The door to Captain Prevault’s room opened.

She wore blue jeans and sneakers and a light rain slicker over a white blouse. “You ready?” she asked.

“For what?”

“For a visit to a nut house.”

She smiled demurely, cocked her head, and walked down the corridor. I followed.

Our destination was in the northwest corner of Seoul, an area snuggled beneath Bukhan Mountain known as Songbuk-dong. The kimchi cab chugged up a winding road, past a break in the ancient stone ramparts that had once protected the city from waves of invaders: Chinese, Manchurians, Mongol hordes. Now lovers strolled along it, hand in hand, gazing down at the sparkling expanse of the city of Seoul.

“Where are we going?” I asked, staring out at the darkness.

“A sanitarium,” she replied. “What you call a ‘nut house.’ ”

“Sorry about that.”

She turned and in the light of a passing street lamp, I saw her prim smile once again.

A sign in slashed Chinese characters loomed ahead and Captain Prevault motioned for the driver to turn left through stone gates. The driveway wound another quarter mile through dense foliage and finally circled in front of an Asian-style building with moonlight reflecting off a tile roof. Clay monkeys perched on the edges, protecting the inhabitants from evil spirits. A yellow bulb in the entranceway illuminated a double front door painted crimson, and all around the light, moths flailed madly.

As I paid for the cab, I inhaled deeply of the tree-scented air until the cab sped off, spewing carbon.

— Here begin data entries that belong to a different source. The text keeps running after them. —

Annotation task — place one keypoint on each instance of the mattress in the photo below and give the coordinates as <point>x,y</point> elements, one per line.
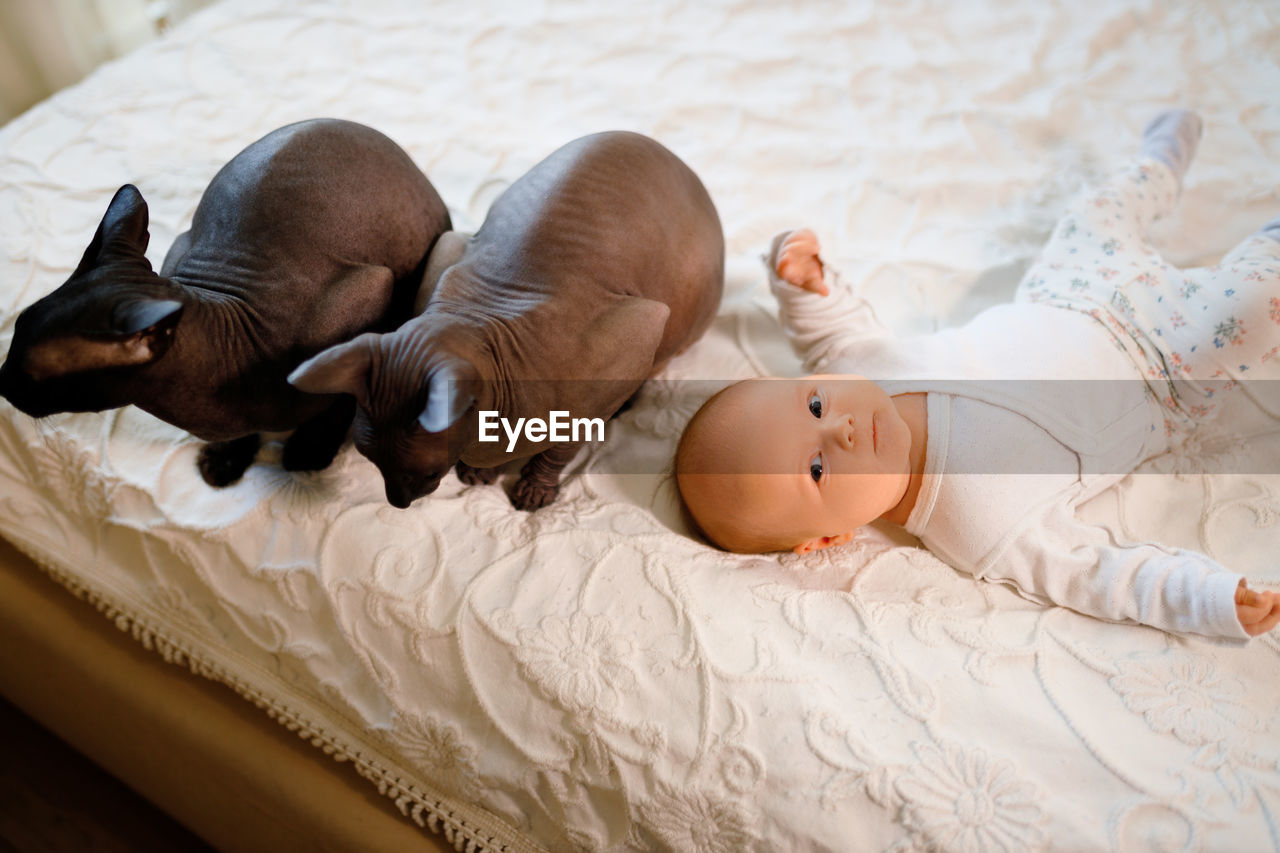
<point>590,675</point>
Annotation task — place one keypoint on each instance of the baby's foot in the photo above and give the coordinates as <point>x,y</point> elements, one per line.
<point>1171,137</point>
<point>796,261</point>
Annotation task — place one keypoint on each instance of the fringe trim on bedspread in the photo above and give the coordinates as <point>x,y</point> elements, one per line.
<point>469,830</point>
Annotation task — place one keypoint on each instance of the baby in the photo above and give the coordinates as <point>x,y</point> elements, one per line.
<point>983,439</point>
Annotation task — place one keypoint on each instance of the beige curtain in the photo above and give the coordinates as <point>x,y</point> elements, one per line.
<point>49,44</point>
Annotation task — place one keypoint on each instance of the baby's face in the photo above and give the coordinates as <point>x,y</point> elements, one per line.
<point>813,457</point>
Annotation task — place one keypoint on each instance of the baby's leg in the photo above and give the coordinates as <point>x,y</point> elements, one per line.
<point>1226,325</point>
<point>1114,219</point>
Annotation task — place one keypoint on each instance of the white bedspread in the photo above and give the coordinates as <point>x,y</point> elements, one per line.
<point>588,675</point>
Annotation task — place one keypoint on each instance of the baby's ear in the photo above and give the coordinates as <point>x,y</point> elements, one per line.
<point>449,393</point>
<point>341,369</point>
<point>818,543</point>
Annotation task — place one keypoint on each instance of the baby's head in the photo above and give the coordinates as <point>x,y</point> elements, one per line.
<point>792,464</point>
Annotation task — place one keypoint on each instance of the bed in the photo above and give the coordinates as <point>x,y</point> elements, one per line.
<point>592,676</point>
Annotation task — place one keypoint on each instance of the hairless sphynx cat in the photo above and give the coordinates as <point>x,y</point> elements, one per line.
<point>315,233</point>
<point>588,274</point>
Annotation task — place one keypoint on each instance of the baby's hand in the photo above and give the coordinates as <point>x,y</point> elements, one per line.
<point>799,263</point>
<point>1257,611</point>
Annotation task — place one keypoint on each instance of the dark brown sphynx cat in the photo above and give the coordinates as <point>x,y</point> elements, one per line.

Captain Prevault stood a few feet away, smiling and gazing around her. “It’s nice up here, isn’t it?”

“Yes,” I said.

She turned and walked toward the front gate. I followed. She pounded with a brass knocker. The gatekeeper must have been just inside because within seconds the big red doors swung open. A toothy old man bowed to Captain Prevault, recognizing her. She smiled and bowed back, and then we were walking past the front building and climbing broad stone steps lined with more wooden buildings. Captain Prevault pulled a flashlight out of her bag and switched it on.

“It gets dark up here.”

“Where is here, exactly?” I asked.

“The National Mental Health Sanatorium. There’s someone I want you to meet.”

“A doctor or a patient?”

“Both.”

The steps stopped in front of a more modern building, one with plate glass windows through which to enjoy the view and a door reinforced with iron bars. Captain Prevault pressed the buzzer. A metallic voice said, “Nugu seiyo?” Who is it?

“Leah Prevault, here to see Doctor Hwang.”

Without further preamble, the buzzer sounded, and Captain Prevault pushed through the door. For a moment I felt I was back in my element: an administrative office with three desks, a typewriter on a table, a water cooler, a short row of wooden filing cabinets, and papers stacked everywhere. Overhead, fluorescent bulbs glowed.

The man who let us in was young, not much older than a teenager, and he wore a white tunic and matching pants. His open-toed sandals made him look somewhat less than professional. He bowed deeply to Captain Prevault.